Oscar Wilde uma vez escreveu que “a aversão do século XIX ao Realismo é a cólera de Calibã por ver seu rosto num espelho”. O que o escritor de O Retrato de Dorian Gray queria dizer é que nem sempre odiamos alguma coisa simplesmente porque ela vai contra os nossos princípios – às vezes, a odiamos porque ela vai de encontro a eles, e não queremos admitir. Irritar-se com os simbolismos de Ultraviolence, novo álbum de Lana Del Rey, é não se dar conta que vivemos em um mundo onde o que ela diz é muito real.

Lana dá voz a mulheres (no plural sim, porque sua personagem é simbólica de muitas outras que passeiam por suas músicas) que escondem sua força por trás da fragilidade. Existe uma crueldade que aflora na segunda metade do disco, especialmente em “Money, Power, Glory” e “Sad Girl”, que parece ser frustração mal direcionada por todas as opressões que ela mesma sofreu em outros pontos de sua história. É claro que Lizzy Grant, a artista por trás de Lana, também regozija nesses momentos, antecipando críticas certas a sua persona (“Fucked My Way Up to the Top”, embora talvez a canção menos memorável do disco, é marcantemente ácida) e colocando em pratos limpos quem ela é e porque ela faz o que faz.

Na essencial “Brooklyn Baby”, ela canta: “They judge me like a picture book/ By the colors like they forgot how to read” (“Eles me julgam como um livro de imagens/ Pelas cores, como se desaprendido a ler”). Não à toa, a canção foi chamada pela revista Time de “a música mais milennial já escrita”, se referindo ao nome dado à geração que teve o final da infância e toda a adolescência no século XXI. As agruras de Del Rey são idênticas as do público que muitas vezes a maltrata, e é por isso que a cantora reuniu tantos fãs quanto detratores.

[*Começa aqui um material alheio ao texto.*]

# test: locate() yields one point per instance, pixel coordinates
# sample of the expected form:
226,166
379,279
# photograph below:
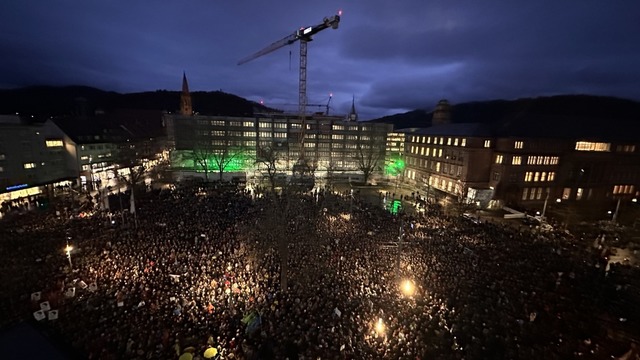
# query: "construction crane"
303,35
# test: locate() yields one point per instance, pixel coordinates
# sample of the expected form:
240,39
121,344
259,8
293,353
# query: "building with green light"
337,149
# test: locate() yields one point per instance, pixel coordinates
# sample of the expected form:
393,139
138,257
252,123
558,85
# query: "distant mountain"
555,116
45,101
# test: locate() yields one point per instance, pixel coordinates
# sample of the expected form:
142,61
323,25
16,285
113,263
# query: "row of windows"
539,176
54,143
592,146
532,160
626,148
439,140
623,189
542,160
534,193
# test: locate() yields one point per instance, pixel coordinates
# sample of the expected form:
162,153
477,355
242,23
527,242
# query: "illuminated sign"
16,187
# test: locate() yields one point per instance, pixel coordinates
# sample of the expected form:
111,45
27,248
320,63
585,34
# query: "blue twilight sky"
392,55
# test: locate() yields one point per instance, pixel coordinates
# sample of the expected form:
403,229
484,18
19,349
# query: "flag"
44,306
133,203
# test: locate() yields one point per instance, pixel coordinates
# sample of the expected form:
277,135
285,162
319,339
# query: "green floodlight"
395,167
395,207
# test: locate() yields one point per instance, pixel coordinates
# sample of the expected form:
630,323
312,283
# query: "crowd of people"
313,277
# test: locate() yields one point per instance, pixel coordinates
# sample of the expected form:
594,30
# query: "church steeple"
353,115
185,97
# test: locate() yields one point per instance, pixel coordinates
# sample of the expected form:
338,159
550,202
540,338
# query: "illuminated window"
623,189
516,160
54,143
592,146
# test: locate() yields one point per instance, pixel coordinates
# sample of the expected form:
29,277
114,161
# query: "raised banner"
44,306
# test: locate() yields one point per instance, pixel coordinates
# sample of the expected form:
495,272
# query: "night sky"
393,56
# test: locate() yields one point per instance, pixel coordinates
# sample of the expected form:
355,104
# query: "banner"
44,306
39,315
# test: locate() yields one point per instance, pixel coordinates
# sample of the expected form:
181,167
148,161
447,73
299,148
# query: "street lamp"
380,327
67,250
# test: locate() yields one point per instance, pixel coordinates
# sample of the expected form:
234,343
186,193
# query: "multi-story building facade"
31,157
335,147
452,158
470,161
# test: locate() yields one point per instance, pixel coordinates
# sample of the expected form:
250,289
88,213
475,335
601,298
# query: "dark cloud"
392,56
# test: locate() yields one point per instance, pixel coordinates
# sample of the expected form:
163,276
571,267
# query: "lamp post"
544,208
67,250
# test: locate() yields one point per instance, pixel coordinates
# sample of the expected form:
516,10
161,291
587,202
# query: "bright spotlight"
407,287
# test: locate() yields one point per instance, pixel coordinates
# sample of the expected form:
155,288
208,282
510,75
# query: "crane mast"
303,35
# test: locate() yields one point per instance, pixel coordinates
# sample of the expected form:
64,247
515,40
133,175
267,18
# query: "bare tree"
367,159
201,155
222,159
268,156
131,169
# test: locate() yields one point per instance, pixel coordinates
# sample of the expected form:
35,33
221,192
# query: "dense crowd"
198,269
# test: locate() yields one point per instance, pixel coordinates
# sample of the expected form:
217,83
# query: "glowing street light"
380,327
407,287
67,250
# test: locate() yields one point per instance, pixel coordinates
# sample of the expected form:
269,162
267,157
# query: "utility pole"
615,214
544,208
400,238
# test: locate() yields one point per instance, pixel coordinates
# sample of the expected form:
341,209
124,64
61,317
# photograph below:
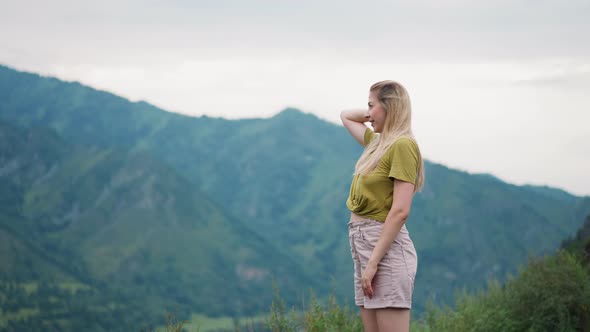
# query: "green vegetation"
154,211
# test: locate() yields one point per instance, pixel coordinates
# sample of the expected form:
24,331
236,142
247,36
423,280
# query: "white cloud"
497,87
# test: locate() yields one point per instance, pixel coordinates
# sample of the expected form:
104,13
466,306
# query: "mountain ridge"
288,181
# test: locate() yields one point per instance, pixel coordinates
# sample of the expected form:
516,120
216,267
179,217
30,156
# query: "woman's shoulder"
405,142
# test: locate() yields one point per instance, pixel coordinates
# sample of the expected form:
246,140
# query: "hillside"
285,178
128,227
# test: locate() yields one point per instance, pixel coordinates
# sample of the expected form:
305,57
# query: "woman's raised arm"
354,122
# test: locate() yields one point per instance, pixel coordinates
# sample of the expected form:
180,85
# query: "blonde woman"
386,176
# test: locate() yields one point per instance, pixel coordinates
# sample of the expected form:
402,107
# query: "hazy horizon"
498,88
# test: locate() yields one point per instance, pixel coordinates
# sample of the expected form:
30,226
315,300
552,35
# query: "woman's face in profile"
376,113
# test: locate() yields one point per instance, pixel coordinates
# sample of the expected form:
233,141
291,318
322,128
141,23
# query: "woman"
386,176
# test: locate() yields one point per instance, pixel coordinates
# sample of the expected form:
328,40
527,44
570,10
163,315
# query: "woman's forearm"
393,224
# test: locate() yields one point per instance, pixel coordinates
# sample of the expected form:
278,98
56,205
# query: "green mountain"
106,220
279,183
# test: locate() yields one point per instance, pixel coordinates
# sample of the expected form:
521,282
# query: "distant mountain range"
202,213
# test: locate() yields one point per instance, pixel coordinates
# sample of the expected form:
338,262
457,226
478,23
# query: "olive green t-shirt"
371,195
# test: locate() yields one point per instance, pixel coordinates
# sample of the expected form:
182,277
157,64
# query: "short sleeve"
405,157
369,136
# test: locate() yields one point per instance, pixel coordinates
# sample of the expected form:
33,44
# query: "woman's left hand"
367,279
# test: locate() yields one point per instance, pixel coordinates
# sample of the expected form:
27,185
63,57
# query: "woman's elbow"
401,214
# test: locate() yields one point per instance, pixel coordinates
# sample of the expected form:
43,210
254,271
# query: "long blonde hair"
395,101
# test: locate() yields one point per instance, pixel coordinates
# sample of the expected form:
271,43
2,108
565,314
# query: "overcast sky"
500,87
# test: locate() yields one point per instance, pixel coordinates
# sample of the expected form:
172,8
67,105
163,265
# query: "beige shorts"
393,283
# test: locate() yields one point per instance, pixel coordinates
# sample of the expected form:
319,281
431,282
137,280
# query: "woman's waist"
357,220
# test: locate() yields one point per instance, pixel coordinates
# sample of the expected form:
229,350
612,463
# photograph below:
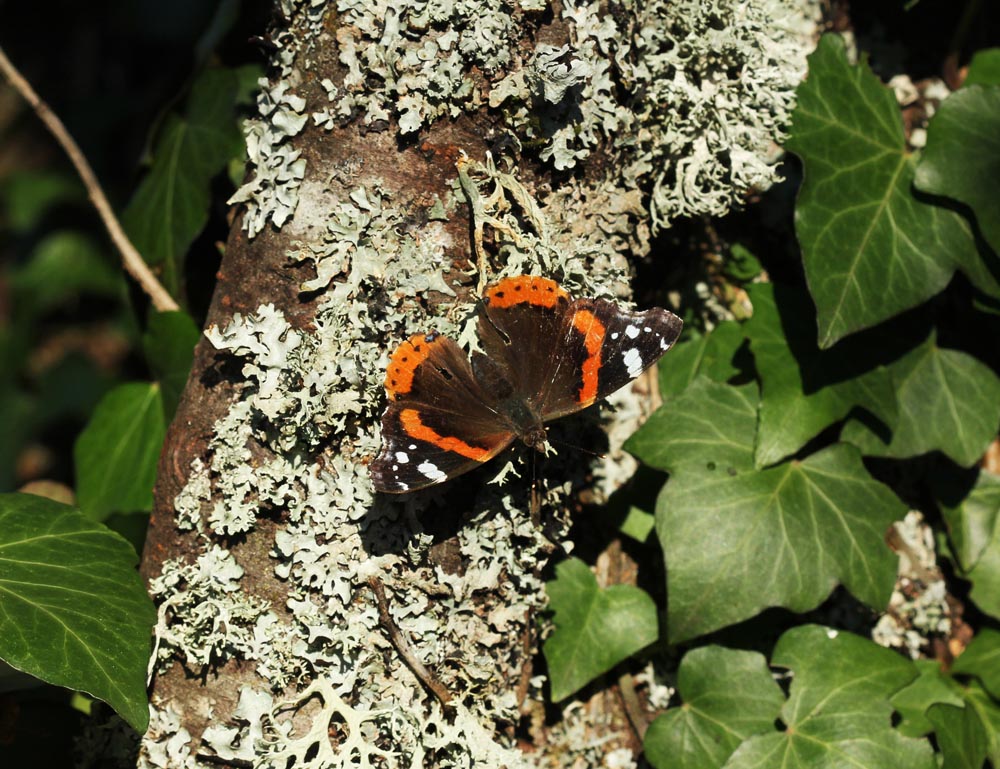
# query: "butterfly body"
544,355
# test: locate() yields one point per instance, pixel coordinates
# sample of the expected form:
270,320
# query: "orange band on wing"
410,420
593,330
409,355
525,289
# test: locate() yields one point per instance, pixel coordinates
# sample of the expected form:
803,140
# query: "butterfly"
544,355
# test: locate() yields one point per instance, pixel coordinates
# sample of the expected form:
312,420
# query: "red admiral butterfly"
544,356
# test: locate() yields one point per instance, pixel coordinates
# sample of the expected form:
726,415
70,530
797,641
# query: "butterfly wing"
520,324
439,422
601,349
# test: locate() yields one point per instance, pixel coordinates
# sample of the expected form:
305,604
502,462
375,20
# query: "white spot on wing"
430,471
633,362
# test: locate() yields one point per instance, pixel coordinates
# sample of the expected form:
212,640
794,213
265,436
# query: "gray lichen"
647,87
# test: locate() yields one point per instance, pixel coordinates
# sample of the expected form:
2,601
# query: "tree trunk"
390,144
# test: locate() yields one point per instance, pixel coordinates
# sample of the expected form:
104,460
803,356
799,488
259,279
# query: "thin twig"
633,708
131,258
402,645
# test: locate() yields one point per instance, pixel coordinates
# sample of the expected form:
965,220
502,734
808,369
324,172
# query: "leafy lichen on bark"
277,506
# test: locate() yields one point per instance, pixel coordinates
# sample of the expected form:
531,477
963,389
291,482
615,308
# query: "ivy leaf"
785,536
73,609
984,68
708,430
171,205
948,400
972,520
595,629
987,711
710,355
962,157
169,346
728,696
985,577
870,248
961,736
981,659
804,389
838,710
912,701
63,266
117,452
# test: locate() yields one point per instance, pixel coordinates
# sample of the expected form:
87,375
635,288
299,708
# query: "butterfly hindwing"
439,421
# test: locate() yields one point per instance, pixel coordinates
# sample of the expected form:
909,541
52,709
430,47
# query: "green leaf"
981,659
171,205
962,157
30,195
870,248
169,345
728,696
785,536
63,266
638,524
912,701
708,430
838,710
710,355
117,452
985,577
742,265
73,610
961,736
972,520
948,400
804,389
984,68
988,712
595,629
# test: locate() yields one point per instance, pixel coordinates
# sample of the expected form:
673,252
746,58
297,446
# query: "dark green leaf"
988,712
708,430
870,248
742,265
962,157
961,736
117,452
981,659
63,266
804,389
710,355
638,524
728,696
73,610
971,521
912,702
595,629
984,68
29,195
170,207
735,545
838,710
948,401
169,345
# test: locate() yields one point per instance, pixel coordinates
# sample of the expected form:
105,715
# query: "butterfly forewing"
439,421
602,349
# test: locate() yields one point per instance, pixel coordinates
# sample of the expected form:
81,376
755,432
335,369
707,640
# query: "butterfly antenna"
577,447
536,496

Assim como boa parte do álbum, “Brooklyn Baby” ganha punch graças a produção de Dan Auerbach, metade do duo Black Keys. A interferência do moço traz ao Ultraviolence uma atmosfera mais crua, que troca as batidas hip hop e a produção exagerada do Born to Die por uma abordagem bem direta do clima que Lana quer passar para o ouvinte. Em “West Coast”, o primeiro single, o sintetizador intermitente e a guitarra que irrompe no final causam a sensação de transe relacionada ao clima sempre ensolarado a atmosfera sonhadoramente ignorante de Los Angeles.

“Pretty When You Cry” é uma balada discretamente marcada pela batida constante, que ganha um solo remanescente de Guns N’ Roses perto do final. “Ultraviolence” e “Sad Girl” têm intervenções de harpa que as tornam mais delicadas, enquanto o refrão de “Money, Power, Glory” explode em apoteose melódica. “Old Money” é uma canção de ninar melancólica sobre o envelhecimento, e Lana deixa sua voz mais áspera em alguns versos, como que reconhecendo o quanto a solidão faz parte do seu presente e do seu futuro. É preciso dizer que, nesse disco, ela deixa sua voz explorar caminhos que simplesmente não poderiam passar pela superprodução sufocante de Born to Die. Quem ouve o soprano de “Shades of Cool” nunca mais a vê da mesma forma como intérprete.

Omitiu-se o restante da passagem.